[MDEV-122] Data mapping between HBase and SQL - Jira

Sergei Petrunia added a comment - 2012-01-30 13:05

== Data mapping from HBase to SQL ==

Hbase table consists of rows, which are identified by row key. Each row has an
arbitrary (potentially, very large) number of columns. (Looking at HBase
documentation, one can conclude that HBase is specifically targeting two use
cases:

a column family has few columns
a column family has so many columns that "get column by name" operation is
specifically optimized for (TODO: exact link!)

One can see two ways to map that to SQL tables:

=== Per-row mapping ===

Let each row in HBase table be mapped into a row from SQL point of view:

SELECT * FROM hbase_table;

row-id column1 column2
------ ------- -------
row1 data data
row2 data data
row3 data data

This is the most straightforward mapping. However, accessing some of the hbase
data will be difficult. For example, in hbase, it is natural to have this query

given a row-id, get a list of columns in the row (maybe, with their values)

in this mapping, result of this query will be one row, and there is no
convinient way to return arbitrarily-long list of columns on one row.

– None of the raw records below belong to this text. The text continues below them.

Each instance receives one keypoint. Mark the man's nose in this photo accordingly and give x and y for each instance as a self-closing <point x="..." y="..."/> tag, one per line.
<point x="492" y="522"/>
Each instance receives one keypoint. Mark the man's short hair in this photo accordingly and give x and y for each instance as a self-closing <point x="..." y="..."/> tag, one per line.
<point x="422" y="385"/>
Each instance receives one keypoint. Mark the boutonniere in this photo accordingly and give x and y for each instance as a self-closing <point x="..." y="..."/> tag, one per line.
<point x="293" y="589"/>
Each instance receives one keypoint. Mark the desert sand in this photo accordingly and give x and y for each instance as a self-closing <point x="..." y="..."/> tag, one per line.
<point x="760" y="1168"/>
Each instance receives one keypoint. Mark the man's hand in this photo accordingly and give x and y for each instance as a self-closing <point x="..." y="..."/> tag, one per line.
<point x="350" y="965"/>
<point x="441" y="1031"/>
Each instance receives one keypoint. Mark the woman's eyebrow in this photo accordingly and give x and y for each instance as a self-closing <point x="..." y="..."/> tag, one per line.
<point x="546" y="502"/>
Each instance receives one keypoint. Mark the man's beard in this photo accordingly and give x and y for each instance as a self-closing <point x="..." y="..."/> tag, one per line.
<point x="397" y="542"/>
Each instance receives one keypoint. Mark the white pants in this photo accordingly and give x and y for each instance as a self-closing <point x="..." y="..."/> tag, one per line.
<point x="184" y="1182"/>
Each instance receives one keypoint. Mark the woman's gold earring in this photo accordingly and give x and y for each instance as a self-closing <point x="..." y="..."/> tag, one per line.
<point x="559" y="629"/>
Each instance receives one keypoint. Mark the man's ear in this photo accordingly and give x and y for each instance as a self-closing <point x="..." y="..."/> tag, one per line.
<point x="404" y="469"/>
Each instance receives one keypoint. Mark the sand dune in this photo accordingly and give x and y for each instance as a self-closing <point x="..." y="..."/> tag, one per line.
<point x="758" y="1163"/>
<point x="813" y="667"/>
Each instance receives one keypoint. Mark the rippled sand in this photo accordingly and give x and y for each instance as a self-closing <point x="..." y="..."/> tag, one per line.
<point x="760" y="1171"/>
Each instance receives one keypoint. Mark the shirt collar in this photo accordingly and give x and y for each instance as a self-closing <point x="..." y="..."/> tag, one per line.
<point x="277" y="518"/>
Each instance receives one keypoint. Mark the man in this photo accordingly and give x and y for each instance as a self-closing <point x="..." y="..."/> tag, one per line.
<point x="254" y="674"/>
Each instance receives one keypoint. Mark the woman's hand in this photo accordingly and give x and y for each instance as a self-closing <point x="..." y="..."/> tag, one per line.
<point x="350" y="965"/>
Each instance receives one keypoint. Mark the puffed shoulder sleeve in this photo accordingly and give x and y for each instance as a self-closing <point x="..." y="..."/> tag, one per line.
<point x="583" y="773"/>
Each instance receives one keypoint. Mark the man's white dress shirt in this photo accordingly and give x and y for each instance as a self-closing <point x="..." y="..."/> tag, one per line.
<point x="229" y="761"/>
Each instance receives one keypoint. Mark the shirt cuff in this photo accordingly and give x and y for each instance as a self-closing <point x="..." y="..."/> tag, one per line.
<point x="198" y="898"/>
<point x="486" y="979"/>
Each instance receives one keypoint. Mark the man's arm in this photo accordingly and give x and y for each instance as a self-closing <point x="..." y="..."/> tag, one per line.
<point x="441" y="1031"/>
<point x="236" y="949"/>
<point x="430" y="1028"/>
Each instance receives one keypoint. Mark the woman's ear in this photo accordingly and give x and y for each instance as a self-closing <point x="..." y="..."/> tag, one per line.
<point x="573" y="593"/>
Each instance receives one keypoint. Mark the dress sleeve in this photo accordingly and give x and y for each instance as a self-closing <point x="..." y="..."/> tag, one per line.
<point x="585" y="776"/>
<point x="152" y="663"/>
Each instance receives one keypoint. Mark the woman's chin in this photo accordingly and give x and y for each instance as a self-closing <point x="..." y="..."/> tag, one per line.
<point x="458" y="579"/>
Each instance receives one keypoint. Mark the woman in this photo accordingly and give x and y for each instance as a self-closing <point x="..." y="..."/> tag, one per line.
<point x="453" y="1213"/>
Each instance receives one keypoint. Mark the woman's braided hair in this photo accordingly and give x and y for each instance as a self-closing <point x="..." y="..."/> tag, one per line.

Table DDL could look like this:

create table hbase_tbl_rows (
row_id binary(MAX_HBASE_ROWID_LEN),
columns blob,
key (row_content)
) engine=hbase_row;

TODO: Does Hbase have MAX_HBASE_ROWID_LEN limit? What is it?

=== Per-cell mapping ===

HBase shell has 'scan' command, here's an example of its output:

hbase(main):007:0> scan 'testtable'
ROW COLUMN+CELL
myrow-1 column=colfam1:q1, timestamp=1297345476469, value=value-1
myrow-2 column=colfam1:q2, timestamp=1297345495663, value=value-2
myrow-2 column=colfam1:q3, timestamp=1297345508999, value=value-3

Here, one HBase row produces multiple rows in the output. Each output row
represents one (row_id, column) combination, so rows with multiple columns
(and multiple revisions of column data) are easily represented.

create table hbase_tbl_cells (
row_id binary(MAX_HBASE_ROWID_LEN),
column_name binary(N),
timestamp TIMESTAMP,
value binary(N)
) engine=hbase_row;

TODO: Does Hbase have MAX_HBASE_ROWID_LEN limit? What is it?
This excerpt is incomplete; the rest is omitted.